# Intra company transferee



## Guest (Jul 3, 2011)

Hello everybody!

My hubby and me would really like to move to Canada next Summer with our two daughters (4 and 6 y. o. now). He's been working for Volkswagen Group in Switzerland for more or less 3.5 years now. He has a degree as automotive service technician since 11 years. Although is contract says he works as a mechanic he actually works as a chief mechanic/foreman because he had been upgraded. Would be an intra-company transfer possible? What level of English is required? If yes, how long would it take to obtain a work permit?

Thank you very much for every information you can give me!


----------



## Auld Yin (Mar 10, 2009)

The possibility of an inter-company transfer is totally dependent on Volkswagon. The company would require to make all the arrangements with the Canadian Government.
Everyone immigrating to Canada has to complete the IELTS language tests.

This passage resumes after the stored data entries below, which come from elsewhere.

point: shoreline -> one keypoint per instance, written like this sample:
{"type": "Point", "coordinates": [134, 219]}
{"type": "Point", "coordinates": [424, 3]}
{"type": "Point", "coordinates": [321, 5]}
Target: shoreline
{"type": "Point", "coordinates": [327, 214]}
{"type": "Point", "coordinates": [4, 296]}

http://www.google.com/url?sa=t&sour...c0cJdr0lR1PE4t7AQ&sig2=tMeBGJJENb5zcM_3UY2gUA


----------



## Guest (Jul 5, 2011)

Thank you very much for your nice answer!
What do you mean with "The possibility of an inter-company transfer is totally dependent on Volkswagon"? What are specialized knowledge for a mechanic (NOC B)?


----------



## Auld Yin (Mar 10, 2009)

Well obviously Volkswagon have to arrange the inter-company transfer. You should contact Volkswagon in Canada to determine if they want your services.
I've no idea what's regarded as specialized knowledge. I would imagine Volkswagon would know.


----------